Q Icy conditions have made the high street our store is on practically impossible to commute down. The cold weather has meant a significant decline in customers and the temporary staff we have recruited are no longer needed. Can we terminate their contracts early?

A If you have recently recruited these temporary staff to provide cover only for the Christmas and New Year period, it is unlikely that they will be able to bring claims for unfair dismissal. Generally, unless an employee has at least 12 months’ service, they will not be able to bring a claim in relation to their dismissal. However, you should be careful if you have hired the temporary worker on previous occasions when short of staff as the gaps between periods of employment may not always mean that their continuous service is broken.

There are also exceptions where the 12-month service requirement will not apply. An employee is protected against being dismissed where the reason for dismissal relates to their reliance upon a number of statutory employment rights. So, for example, if the employee can persuade an employment tribunal that the real reason for their dismissal was that they had taken a day off to care for a dependant in an emergency, then regardless of their length of service you might be facing a claim for unfair dismissal. In these types of circumstance, the dismissal is regarded as automatically unfair by a tribunal.

Similarly, protection against discrimination will apply for all your temporary workers, irrespective of their length of service. This might be an issue where you are dismissing some temporary staff but not others. Those selected for dismissal may challenge the decision on the basis that it is discriminatory, for example, on the grounds that most dismissed were women or were of a particular ethnic origin.

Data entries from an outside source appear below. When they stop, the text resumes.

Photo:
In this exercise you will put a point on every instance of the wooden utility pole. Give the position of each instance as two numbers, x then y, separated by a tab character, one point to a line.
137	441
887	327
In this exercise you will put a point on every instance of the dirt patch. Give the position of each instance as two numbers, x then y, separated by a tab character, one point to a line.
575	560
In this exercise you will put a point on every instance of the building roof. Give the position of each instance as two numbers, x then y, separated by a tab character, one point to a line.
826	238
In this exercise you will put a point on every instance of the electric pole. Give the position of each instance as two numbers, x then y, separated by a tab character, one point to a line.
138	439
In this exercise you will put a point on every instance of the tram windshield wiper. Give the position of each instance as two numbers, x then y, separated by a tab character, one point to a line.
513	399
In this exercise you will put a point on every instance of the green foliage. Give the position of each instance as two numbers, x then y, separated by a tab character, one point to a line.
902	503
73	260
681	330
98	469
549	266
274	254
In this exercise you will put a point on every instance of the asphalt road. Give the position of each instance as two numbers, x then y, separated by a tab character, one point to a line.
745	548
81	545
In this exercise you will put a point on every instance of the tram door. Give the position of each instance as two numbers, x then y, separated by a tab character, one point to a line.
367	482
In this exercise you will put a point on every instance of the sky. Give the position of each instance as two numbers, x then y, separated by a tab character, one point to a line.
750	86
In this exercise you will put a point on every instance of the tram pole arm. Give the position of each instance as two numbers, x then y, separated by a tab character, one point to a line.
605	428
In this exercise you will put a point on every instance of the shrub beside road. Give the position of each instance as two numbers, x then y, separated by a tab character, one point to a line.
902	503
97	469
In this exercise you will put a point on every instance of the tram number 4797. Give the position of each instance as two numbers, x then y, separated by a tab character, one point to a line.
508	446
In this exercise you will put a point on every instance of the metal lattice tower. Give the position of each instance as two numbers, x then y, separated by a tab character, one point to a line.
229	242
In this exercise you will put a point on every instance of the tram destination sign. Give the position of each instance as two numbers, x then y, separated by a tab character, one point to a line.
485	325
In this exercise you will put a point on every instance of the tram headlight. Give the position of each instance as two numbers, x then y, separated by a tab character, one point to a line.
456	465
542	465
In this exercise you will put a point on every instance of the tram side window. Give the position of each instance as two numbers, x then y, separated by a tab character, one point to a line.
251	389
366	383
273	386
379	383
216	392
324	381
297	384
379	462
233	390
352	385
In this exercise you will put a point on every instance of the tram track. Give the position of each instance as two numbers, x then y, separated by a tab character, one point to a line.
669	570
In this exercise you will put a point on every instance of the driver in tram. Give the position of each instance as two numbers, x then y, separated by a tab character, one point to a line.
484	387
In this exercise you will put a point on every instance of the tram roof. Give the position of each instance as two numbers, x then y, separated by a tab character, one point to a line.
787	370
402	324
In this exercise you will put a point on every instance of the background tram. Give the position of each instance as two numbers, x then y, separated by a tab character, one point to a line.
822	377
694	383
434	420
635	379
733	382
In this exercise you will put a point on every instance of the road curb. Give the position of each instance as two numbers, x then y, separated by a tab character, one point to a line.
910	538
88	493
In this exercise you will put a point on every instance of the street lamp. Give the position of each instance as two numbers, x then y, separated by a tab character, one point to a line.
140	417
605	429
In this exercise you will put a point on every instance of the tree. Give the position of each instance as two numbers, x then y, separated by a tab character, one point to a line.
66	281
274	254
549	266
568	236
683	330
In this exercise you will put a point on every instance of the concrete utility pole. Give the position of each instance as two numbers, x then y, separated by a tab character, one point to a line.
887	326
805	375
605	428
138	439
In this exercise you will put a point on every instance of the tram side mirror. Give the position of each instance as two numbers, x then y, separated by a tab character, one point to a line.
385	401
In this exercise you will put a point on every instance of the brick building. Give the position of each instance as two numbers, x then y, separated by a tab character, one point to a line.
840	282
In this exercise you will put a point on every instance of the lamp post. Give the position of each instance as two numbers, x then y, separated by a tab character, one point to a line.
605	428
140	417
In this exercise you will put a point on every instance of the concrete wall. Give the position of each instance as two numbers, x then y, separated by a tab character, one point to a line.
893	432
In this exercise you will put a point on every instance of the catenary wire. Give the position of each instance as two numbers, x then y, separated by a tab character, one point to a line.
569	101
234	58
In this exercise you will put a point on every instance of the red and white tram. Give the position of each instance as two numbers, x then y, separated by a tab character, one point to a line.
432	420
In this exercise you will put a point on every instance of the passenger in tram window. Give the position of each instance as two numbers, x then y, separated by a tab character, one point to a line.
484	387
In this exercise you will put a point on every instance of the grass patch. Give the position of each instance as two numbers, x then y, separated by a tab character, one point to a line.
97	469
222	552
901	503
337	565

Apart from statutory rights that the employee may or may not be able to rely upon, you will also need to take into account your contractual obligations to them. In particular, you should check if the contract provides for a fixed period of employment. Unless there is a clause allowing you to give notice early, you will be liable to pay compensation. In any event, you will be bound by the notice requirements and you will have to pay any benefits accrued up to the date the contract comes to an end. This would include accrued holiday pay.